The Jinshang Tea Firms Museum is based in the former headquarters of Changyuchuan. Owned by the Qu family, Changyuchuan was among the oldest and largest tea-trading businesses in Qixian county.

On display in the museum are old account ledgers, documents and tea bricks as well as equipment for storage and transportation.

"Seeing all the exhibits, I understand the enterprising spirit of the Jinshang merchants," said Guo Jianghong, a tourist from Tianjin.

According to local records made during the Qing Dynasty (1644-1911), the merchants in Qixian established operations throughout tea production areas in China and many regions of Russia and other Asian and European countries. The booming tea trade made Qixian a center for the Jinshang merchants in Shanxi and a hub for China's foreign trade.

In 1994, Qixian was approved by the State Council as a Chinese historical and cultural city. The old streets of Zhaoyu were recognized by the then Ministry of Culture as Chinese historical and cultural streets.

There are 33 sites related to the ancient tea trade in Qixian, among which, 13 sites are on a China-recommended candidate list for the UNESCO World Cultural Heritage sites.

In Qixian's new development plan to build a tea cultural hub, Zhaoyu, as well as the entire county, will be positioned as a center for tea trade and a destination for tourism.

In its role as a tea trade center, the authorities in Qixian and Shanxi are expected to highlight operations in both traditional teas and emerging herbal teas.
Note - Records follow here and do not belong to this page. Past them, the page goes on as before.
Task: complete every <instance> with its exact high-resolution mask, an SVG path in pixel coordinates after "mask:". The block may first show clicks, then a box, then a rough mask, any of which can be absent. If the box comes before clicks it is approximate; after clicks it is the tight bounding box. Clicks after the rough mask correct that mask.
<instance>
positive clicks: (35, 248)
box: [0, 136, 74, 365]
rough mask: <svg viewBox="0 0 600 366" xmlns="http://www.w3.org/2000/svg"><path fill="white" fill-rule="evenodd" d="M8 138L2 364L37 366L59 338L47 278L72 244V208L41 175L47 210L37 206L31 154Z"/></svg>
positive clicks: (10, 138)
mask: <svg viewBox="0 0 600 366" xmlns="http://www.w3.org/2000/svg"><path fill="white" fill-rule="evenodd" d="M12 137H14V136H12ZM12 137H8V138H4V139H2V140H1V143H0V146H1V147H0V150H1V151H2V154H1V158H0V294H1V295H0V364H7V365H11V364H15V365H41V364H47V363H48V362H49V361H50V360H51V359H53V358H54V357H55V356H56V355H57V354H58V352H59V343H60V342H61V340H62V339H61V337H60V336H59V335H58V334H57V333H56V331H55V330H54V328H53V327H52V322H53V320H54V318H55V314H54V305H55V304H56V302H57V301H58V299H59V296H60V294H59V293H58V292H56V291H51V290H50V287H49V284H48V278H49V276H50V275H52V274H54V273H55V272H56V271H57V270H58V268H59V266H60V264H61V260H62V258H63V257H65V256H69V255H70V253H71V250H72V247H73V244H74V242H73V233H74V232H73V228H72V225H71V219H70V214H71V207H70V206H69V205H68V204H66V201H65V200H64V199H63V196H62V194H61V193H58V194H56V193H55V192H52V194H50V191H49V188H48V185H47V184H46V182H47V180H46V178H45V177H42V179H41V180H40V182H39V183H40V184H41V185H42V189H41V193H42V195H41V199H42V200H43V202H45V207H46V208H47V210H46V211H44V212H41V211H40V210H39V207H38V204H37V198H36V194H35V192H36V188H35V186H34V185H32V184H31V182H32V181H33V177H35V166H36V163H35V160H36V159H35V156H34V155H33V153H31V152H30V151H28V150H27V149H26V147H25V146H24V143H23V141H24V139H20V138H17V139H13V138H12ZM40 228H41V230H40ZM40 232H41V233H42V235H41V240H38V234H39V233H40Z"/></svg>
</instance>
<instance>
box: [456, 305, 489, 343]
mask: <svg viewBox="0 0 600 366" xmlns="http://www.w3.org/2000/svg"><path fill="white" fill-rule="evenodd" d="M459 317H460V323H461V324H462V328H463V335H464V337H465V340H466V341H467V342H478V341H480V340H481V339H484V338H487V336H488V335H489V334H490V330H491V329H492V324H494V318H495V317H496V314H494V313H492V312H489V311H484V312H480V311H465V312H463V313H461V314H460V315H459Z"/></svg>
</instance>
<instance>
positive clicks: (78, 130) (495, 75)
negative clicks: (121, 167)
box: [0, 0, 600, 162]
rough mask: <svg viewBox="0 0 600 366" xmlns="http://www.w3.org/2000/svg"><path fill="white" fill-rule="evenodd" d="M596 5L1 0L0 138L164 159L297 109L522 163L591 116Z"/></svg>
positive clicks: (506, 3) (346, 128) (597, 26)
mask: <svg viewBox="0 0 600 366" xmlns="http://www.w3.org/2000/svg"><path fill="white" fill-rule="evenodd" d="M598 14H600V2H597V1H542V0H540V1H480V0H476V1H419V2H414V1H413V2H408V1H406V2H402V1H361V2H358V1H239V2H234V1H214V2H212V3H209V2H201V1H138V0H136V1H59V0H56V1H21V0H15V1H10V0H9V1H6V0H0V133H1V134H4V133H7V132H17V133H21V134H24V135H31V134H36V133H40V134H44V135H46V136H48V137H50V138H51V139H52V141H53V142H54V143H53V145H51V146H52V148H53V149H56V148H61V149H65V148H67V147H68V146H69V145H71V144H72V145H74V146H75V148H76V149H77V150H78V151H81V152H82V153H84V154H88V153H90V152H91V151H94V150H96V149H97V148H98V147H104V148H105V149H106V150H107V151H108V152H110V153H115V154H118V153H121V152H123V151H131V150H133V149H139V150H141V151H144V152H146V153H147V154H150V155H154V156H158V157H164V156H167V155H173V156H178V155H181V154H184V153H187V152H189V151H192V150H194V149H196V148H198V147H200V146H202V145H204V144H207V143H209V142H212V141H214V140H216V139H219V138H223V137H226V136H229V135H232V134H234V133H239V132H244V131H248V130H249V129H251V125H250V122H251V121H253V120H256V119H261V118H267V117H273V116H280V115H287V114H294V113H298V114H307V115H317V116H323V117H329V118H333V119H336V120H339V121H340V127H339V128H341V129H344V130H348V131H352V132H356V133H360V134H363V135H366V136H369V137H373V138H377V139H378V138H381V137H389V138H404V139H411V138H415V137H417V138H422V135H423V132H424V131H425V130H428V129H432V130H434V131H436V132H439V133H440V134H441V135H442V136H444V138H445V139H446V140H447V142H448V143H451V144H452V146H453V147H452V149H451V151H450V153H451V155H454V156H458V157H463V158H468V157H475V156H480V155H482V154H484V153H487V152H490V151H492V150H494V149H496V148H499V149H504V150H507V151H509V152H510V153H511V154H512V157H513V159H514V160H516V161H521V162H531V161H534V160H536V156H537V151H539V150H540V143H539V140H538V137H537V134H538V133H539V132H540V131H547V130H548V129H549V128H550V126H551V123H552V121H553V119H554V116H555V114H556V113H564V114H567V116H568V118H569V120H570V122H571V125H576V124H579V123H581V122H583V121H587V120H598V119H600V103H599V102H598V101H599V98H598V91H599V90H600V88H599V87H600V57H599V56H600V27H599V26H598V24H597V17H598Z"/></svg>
In recent years, Shanxi authorities have attached great importance to the development of the herbal tea industry. They aim to nurture a unique Shanxi herbal tea brand next to China's established brand names like Longjing, Oolong and Rock Tea.

Lou Yangsheng, Party secretary of Shanxi province, directed officials in Qixian to make the county a major driver for the growth of the herbal tea industry in Shanxi by developing the county into a new distribution hub.

Lou made the remarks during a meeting in November 2019, when he was the governor of the province.

With regard to its role as a tea culture tourism destination, Shanxi Culture and Tourism Group will be responsible for new infrastructure and marketing in Qixian.

"We plan to complete a renovation of the ancient town in three years and related branding campaigns will go on at the same time," said Wang Lin, general manager of Shanxi Culture and Tourism Group.

Wang Wenbao, board chairman of the group, said: "Once a tea-trading hub in China, Qixian is witness to a brilliant tea culture in the country."

"As it is turning into a distribution hub of teas and integrating into the Belt and Road Initiative, Qixian will have a new role to play in Shanxi's opening-up," the executive added.

zhang yang contributed to this story.